La méthode que découvre l’homme qui veut dépasser son ego est la même méthode qu’a reçue Moïse au «sommet du mont». Cette méthode s’appelle la sagesse de la Kabbale. Moïse a reçu les dix commandements, dix sefirot à partir desquelles est construite l’âme de l’homme, ainsi que la méthode de réparation de son âme. Si cette méthode descend du sommet à l’homme et s’adresse aux attributs égoïstes qui sont en lui, les mêmes attributs qu’il a laissés aux pieds du mont, il commence à les réparer pendant quarante ans. Dans la Kabbale la lettre מ symbolise quarante, l’attribut de don.
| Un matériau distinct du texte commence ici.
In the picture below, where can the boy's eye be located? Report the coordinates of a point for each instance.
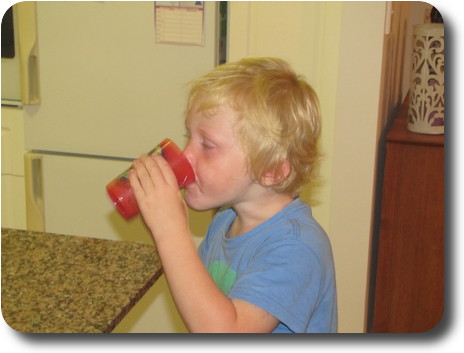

Après que le « peuple », la somme de tous les désirs, a terminé sa réparation, il s’unit en aimant son prochain et mérite d’entrer dans la spiritualité, appelée la «terre d’Israël» (Israël: Yashar-El) De nos jours, la sagesse de la Kabbale se présente à tout le peuple comme la méthode de réparation qui par sa force conduira tout le peuple d’Israël à vivre en paix avec lui-même et avec le monde entier.
Dans chacun de nous existe le désir appelé «Moïse» : nous avons l’opportunité de l’écouter, mettre de côté les autres désirs et de lui permettre de nous conduire vers un endroit meilleur. Si tel est le cas, nous réussirons à atteindre le sommet du mont vers une vie sereine, éternelle et parfaite.